Memo to 'Miserable' Justin Timberlake: Beg Britney Spears to Come Back

justin timberlake britney spearsPop-Ed: We get it, Justin Timberlake. We know why you're miserable. One more night of couch-cuddling and Netflix-watching with Jessica Biel and you were going to go bananas. Caged birds must sing. Butterflies must be free. D***s must not be boxed (or so the song tells us).

But picking up random booty-shakers at the club and rocking their bodies till the break of dawn is going to lose its appeal over time. Then what? How long before you're spotted canoodling in public with another LA actress/hottie. You'll be walking her dog in the West Village. She'll be wearing a fun, furry hat (or maybe you will). She'll be cute-as-a-button, somebody like newly single Ashley Greene.

But you need to look a little closer at your past to figure this one out, JT.

You're having fun now. But it's going to get boring.

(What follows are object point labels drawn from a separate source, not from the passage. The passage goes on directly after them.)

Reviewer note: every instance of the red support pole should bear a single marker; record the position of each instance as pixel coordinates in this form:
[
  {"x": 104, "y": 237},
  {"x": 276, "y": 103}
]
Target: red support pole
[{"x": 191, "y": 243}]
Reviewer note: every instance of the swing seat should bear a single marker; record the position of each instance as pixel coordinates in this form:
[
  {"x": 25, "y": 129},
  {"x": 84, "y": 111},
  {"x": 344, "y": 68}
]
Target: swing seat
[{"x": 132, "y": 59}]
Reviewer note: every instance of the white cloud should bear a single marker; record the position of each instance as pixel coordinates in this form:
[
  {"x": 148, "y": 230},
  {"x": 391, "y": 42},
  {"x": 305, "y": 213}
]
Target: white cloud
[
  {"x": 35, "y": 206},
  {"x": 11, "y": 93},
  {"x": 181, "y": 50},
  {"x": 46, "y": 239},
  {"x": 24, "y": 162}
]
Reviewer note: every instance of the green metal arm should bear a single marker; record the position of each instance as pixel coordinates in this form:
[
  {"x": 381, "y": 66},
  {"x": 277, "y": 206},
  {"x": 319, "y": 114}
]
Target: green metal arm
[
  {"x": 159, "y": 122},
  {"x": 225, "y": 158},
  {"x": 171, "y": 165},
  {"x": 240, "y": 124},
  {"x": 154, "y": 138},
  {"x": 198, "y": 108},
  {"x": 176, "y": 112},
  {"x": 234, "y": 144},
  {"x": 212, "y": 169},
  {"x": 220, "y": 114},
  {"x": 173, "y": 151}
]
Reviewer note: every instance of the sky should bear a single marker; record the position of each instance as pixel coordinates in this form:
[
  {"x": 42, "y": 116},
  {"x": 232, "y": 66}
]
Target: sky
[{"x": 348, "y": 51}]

The cure: a sexy-hot firecracker with a crazy streak a mile long. Somebody who could turn your world upside down, who could go all Penelope Cruz in 'Vicky Cristina Barcelona' on your ass.

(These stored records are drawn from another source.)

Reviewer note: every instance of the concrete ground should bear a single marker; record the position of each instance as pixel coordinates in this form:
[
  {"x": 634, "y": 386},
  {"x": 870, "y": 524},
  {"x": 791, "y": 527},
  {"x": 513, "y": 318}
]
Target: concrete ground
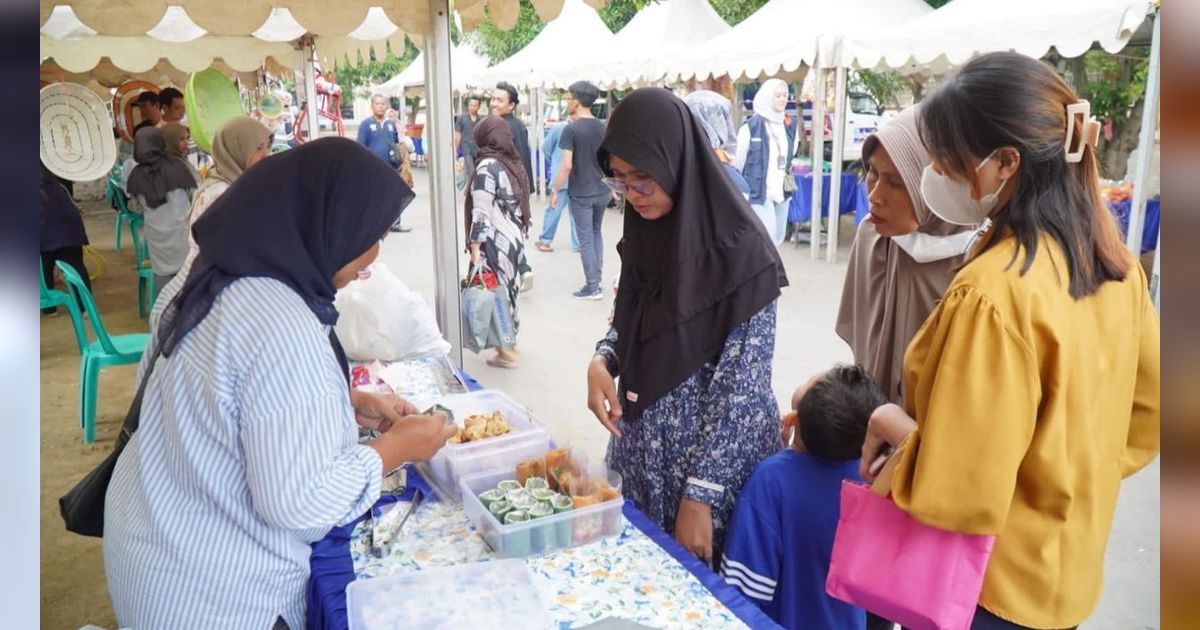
[{"x": 557, "y": 337}]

Cancel the Netflix and call your ex, JT. She looks fantastic. She's got her life together. Great new album. No more mental head-shaving meltdowns. As for the fact she's seeing somebody ... come on, Jason Trawick? That's an Applebee's bartender name. There's only one JT for Britney, and it's you, hombre.

Sure, eventually she'll make your life tough. Worse than Jessica Biel could ever in a million years. That's because she's your soulmate, bub. Hate to break it to you. But I know it. Your fans know it. Even Joey Fatone knows it -- call him up, he'll tell you.

And down deep, I think you know it, too. I think both you and Britney know it. Don't fight destiny, JT. Do what you know you need to do. Hit that crazy one more time.